Interesting conversation by email today with a friend*, who was trying to call me out on my insistence there was a historical Jesus.
We reached the point that these conversations go, where I realise they thought I meant that the Jesus Christ of the NT was historical. I corrected them – the consensus among NT scholars and historians of the early Jesus movement is roughly:
There was a man named Joshua who was a follower of John the Baptist, an itinerant apocalyptic preacher from Galilee who caused a kerfuffle one Passover in Jerusalem and got himself executed.
And that’s about all we can say about him with any kind of historical agreement. All the Sunday school stuff: the birth, resurrection, claims to be the Son of God, salvation, and so on. All that is myth, according to consensus. My friend made this comment:
So basically everything that makes Jesus significant theologically, religiously, culturally, everything. Is all myth? For anything but the most irrelevant details, Jesus is a myth?–friend (edited for typos)
I’d never thought of it that way, but yes. I immediately thought of Simon Bar Kokhba. Historically a much more substantial messiah, one who made a far, far bigger impact as a historical figure. But 99% of people have never heard of him, because his mythology is pretty modest (though not entirely lacking).
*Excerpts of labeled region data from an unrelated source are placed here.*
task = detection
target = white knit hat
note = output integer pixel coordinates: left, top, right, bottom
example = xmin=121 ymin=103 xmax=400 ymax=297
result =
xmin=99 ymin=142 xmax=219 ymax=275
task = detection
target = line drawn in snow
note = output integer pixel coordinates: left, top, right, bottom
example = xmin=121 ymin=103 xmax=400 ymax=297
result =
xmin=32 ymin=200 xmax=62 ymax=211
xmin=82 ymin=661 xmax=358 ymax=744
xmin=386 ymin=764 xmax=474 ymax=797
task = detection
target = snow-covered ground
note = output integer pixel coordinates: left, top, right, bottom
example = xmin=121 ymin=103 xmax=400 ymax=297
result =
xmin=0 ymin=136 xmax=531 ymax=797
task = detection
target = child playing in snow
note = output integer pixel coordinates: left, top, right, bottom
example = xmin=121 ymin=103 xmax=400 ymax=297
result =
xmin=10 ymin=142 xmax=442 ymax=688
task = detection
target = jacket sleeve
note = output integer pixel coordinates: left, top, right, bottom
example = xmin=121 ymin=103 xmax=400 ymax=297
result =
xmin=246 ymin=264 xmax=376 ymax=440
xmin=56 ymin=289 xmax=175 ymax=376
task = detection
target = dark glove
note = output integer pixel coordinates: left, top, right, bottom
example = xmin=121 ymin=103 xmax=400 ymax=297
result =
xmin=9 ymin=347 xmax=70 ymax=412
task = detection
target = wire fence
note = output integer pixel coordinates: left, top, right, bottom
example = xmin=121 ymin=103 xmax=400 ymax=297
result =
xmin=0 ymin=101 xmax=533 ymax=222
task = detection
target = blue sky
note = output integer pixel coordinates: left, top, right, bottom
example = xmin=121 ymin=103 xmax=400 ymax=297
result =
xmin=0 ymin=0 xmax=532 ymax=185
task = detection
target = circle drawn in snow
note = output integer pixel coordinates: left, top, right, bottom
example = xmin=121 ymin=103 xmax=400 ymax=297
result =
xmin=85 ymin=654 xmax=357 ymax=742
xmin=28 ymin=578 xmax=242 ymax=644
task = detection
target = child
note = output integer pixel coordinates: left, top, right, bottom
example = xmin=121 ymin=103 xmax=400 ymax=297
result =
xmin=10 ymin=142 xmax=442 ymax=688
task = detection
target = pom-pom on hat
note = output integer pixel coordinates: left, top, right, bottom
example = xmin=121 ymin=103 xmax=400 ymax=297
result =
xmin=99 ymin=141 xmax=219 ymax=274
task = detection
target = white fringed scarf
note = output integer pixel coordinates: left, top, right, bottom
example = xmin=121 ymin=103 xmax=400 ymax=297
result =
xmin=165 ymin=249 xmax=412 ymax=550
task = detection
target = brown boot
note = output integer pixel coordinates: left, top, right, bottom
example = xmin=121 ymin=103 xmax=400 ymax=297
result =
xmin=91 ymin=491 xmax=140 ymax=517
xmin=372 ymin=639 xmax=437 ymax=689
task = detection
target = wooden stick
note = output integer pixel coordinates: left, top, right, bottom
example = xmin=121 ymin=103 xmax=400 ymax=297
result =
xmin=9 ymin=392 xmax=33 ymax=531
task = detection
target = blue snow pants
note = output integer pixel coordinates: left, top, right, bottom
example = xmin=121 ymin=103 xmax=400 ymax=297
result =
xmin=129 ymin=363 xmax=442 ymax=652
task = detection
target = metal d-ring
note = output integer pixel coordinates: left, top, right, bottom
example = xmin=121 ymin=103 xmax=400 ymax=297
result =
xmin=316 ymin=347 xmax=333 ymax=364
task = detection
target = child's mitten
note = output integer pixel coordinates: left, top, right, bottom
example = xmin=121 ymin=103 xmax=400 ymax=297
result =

The difference between Jesus and Bar Kokhba—the only grounds on which Jesus matters to anybody but a tiny group of historians—is all the post-death mythologization.
I do believe there was a historical Jesus, but it is helpful sometimes to remember how little that matters to most people. The only Jesus that matters to the rest of the world is the Jesus that we all agree was mythical.
* My friend’s theological position is self-proclaimed ‘militant atheist’ — by which I think they mean that they see religion as an active evil in the world that should be resisted. I’ll let them say more in the comments if they wish.